Mens sana in corpore sano, sagten die alten Römer: «ein gesunder Geist in einem gesunden Körper». In der Tat scheinen körperliche Aktivitäten sogar bei psychischen Leiden heilsam zu sein. Gegen eine schwere Depression kann Bewegung zwar nichts ausrichten – doch Studien haben gezeigt, dass Patienten, die an Phobien und Panikstörungen leiden, mit Ausdauersport Stress und Angst besser abbauen können. Die Gründe dafür sind bisher nicht bekannt.
Bei physischer Anstrengung produziert das Herz Botenstoffe, die nicht nur den Blutdruck senken, sondern auch körperliche Angstgefühle vermindern. Wer regelmässig trainiert, verbessert seine Fitness spürbar und kann selbstgesteckte Ziele erreichen – beides ist geeignet, das Selbstwertgefühl zu steigern.
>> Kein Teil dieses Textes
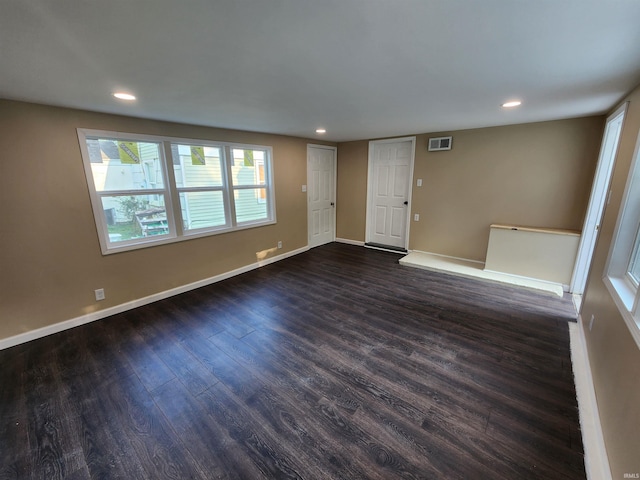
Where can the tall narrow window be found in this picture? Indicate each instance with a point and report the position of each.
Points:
(249, 185)
(200, 182)
(622, 276)
(130, 189)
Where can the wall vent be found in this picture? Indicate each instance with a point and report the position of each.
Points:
(440, 143)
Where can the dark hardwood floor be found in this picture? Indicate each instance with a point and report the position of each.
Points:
(335, 363)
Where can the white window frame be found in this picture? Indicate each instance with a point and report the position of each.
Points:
(623, 289)
(171, 191)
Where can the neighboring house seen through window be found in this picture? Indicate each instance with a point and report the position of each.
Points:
(139, 201)
(622, 276)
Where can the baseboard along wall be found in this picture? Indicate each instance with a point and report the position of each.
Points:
(93, 316)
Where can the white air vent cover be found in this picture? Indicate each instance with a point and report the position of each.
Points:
(440, 143)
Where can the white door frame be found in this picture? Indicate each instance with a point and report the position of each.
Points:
(372, 143)
(595, 210)
(335, 176)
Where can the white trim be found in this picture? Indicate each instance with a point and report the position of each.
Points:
(597, 199)
(350, 242)
(596, 460)
(409, 191)
(93, 316)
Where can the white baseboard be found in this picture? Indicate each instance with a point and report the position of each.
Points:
(350, 242)
(91, 317)
(596, 461)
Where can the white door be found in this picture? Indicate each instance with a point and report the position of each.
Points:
(599, 192)
(389, 192)
(321, 188)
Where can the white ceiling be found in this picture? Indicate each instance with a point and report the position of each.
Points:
(360, 68)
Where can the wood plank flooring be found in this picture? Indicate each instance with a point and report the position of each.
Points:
(334, 364)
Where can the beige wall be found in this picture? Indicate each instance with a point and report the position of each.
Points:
(536, 174)
(614, 356)
(50, 260)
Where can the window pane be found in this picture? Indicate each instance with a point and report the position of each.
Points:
(634, 263)
(202, 209)
(134, 216)
(251, 204)
(198, 166)
(248, 167)
(125, 165)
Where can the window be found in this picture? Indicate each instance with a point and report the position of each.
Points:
(148, 190)
(622, 276)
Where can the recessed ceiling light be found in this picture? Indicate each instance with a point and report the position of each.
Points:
(513, 103)
(124, 96)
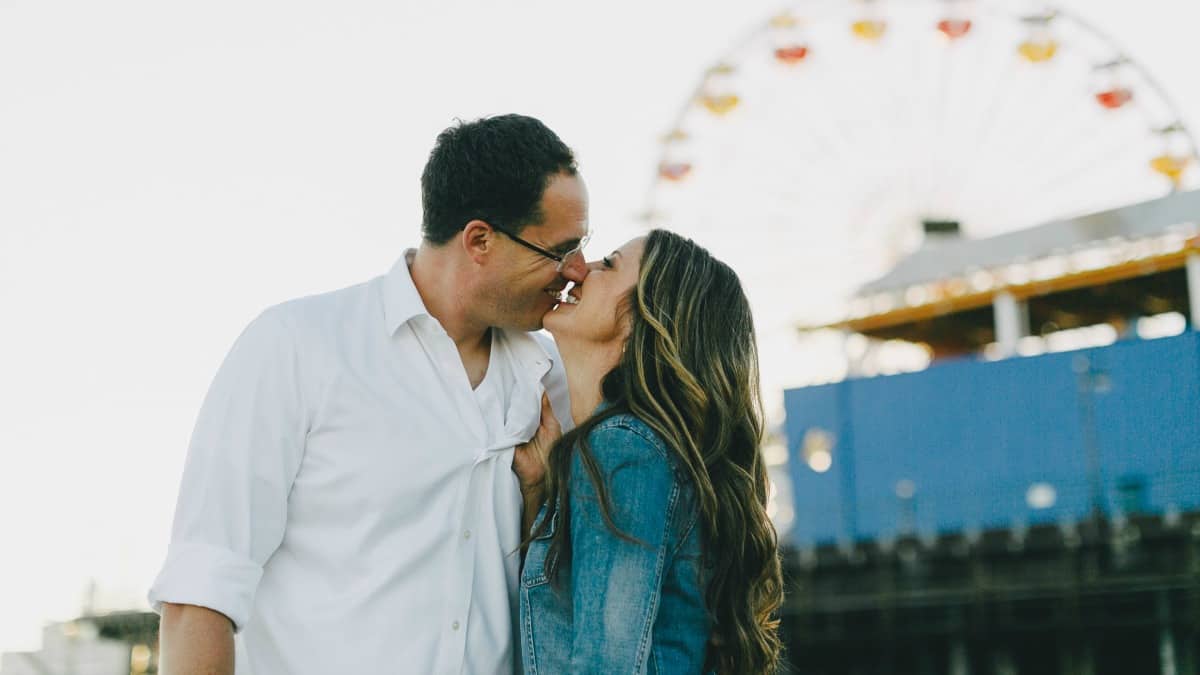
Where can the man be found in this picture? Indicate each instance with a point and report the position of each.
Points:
(353, 490)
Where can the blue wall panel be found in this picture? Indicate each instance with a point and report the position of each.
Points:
(972, 437)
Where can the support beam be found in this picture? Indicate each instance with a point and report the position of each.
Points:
(1194, 288)
(1012, 322)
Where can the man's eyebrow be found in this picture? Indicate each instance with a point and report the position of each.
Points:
(567, 245)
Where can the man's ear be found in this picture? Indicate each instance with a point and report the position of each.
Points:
(478, 239)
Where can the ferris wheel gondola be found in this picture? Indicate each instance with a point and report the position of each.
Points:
(837, 131)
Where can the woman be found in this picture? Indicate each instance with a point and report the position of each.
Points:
(653, 551)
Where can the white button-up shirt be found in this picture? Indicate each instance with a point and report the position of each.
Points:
(345, 501)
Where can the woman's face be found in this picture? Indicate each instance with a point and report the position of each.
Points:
(597, 316)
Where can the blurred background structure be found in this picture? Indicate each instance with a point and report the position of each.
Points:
(967, 230)
(999, 472)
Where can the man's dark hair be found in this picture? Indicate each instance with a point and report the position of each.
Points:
(493, 169)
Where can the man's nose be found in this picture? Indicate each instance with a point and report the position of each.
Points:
(576, 269)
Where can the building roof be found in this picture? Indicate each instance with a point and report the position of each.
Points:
(960, 256)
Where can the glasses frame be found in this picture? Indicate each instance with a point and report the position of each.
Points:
(559, 260)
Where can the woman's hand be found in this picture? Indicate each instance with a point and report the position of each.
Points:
(529, 459)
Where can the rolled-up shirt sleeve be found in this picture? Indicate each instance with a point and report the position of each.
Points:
(243, 458)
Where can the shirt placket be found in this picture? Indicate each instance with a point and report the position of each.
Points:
(460, 585)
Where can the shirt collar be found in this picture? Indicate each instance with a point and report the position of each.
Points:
(400, 297)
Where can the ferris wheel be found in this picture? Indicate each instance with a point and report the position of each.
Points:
(820, 148)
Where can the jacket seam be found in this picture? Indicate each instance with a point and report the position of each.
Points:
(657, 596)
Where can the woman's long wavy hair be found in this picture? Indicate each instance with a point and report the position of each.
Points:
(690, 371)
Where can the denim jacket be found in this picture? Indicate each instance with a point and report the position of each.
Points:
(621, 607)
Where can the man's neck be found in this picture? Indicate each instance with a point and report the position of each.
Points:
(438, 281)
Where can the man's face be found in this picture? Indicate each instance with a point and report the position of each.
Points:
(523, 284)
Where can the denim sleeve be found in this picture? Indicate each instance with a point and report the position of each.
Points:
(617, 583)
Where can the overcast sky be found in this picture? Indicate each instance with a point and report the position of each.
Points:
(169, 169)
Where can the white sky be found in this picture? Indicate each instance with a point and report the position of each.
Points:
(167, 171)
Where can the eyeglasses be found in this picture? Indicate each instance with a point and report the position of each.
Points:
(563, 260)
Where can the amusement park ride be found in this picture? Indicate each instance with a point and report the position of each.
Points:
(985, 213)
Fazit: Sportliche Betätigung hält jung und gesund. Die Weltgesundheitsorganisation (WHO) empfiehlt denn auch mindestens zweieinhalb Stunden Sport pro Woche. Von den Teilnehmern an der Schönborner Langzeitstudie erreicht nicht einmal die Hälfte dieses Ziel. Es bleibt noch viel zu tun.